Sambil menunggunya berganti pakaian, aku mempersiapkan peralatan make-up yang sebelumnya memang sudah berada di kamar ini. Mungkin Mas Prayoga yang mengantarkan, karena dia tahu, di kamar inilah Ratna akan kurias.
"Rat, lampunya dinyalakan wae, yo. Gelap banget ini, aku gak bisa fokus," pintaku.
"Ora usah to, udah begini ae, ini juga udah lumayan terang kok," tolaknya.

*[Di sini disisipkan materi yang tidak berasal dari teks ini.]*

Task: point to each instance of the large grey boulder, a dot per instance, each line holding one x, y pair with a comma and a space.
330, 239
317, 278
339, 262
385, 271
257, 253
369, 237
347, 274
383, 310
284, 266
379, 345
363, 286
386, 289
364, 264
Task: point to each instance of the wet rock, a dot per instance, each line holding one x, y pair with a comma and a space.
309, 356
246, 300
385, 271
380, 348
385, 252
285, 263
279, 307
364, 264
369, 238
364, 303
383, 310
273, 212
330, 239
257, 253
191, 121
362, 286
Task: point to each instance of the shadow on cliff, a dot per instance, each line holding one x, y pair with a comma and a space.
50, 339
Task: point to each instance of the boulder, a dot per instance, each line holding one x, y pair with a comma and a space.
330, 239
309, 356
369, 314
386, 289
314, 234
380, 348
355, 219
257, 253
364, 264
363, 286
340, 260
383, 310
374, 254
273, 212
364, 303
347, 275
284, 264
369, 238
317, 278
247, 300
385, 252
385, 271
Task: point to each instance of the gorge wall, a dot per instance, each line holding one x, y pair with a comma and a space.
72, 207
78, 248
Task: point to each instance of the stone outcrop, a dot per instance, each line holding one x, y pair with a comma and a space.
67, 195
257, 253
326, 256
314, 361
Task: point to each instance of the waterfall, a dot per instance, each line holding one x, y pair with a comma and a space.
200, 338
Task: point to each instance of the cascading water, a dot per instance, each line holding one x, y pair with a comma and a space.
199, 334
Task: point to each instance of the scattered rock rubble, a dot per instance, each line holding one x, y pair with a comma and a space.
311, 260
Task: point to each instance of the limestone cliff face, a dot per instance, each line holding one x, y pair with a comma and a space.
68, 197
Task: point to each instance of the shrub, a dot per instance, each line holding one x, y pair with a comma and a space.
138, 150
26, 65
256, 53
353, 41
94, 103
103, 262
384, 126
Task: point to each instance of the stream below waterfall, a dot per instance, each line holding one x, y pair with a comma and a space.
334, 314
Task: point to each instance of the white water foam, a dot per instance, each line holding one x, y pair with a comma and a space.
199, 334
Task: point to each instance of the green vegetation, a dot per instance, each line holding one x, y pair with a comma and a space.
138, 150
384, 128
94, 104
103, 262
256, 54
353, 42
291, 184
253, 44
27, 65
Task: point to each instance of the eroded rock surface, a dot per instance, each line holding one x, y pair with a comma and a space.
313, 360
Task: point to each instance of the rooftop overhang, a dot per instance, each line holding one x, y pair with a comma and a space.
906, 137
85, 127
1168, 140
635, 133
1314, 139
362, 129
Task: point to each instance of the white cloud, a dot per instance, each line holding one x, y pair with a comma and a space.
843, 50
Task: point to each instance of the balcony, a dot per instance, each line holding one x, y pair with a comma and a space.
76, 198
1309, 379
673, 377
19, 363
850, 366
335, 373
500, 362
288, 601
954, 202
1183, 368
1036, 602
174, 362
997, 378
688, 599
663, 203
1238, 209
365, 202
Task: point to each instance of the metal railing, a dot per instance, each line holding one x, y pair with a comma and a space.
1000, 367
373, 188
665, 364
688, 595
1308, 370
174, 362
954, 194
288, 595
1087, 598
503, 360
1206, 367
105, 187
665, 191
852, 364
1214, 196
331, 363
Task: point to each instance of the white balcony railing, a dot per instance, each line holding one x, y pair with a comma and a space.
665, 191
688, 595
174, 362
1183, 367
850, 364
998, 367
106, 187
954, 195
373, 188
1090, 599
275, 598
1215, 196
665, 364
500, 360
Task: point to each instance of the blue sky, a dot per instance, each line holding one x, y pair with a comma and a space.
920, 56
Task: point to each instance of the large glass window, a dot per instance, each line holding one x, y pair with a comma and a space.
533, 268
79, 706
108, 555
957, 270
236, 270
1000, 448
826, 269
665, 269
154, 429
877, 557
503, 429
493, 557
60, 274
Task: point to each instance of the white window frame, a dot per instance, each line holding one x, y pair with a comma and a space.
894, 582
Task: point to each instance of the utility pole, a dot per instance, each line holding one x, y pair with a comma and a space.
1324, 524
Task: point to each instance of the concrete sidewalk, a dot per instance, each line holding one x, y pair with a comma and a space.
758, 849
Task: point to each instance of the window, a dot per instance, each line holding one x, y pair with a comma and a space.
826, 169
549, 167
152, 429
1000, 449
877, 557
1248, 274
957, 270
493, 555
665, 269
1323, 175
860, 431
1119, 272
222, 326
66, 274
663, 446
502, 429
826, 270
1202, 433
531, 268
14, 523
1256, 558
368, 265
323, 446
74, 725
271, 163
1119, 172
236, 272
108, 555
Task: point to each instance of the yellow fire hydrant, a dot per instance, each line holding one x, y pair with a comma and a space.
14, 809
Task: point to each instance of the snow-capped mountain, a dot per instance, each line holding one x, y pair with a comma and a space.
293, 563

Berulang kali kuminta Ratna untuk menyalakan lampu, tapi Ratna selalu menolak. Alasannya selalu sama, biar teduh tidak panas. Mau tidak mau aku hanya mengandalkan lampu yang menempel di beautycase yang tidak terlalu terang dan harus lebih teliti, menajamkan penglihatan, agar hasil polesanku maksimal dan tidak salah dalam menerapkan warna.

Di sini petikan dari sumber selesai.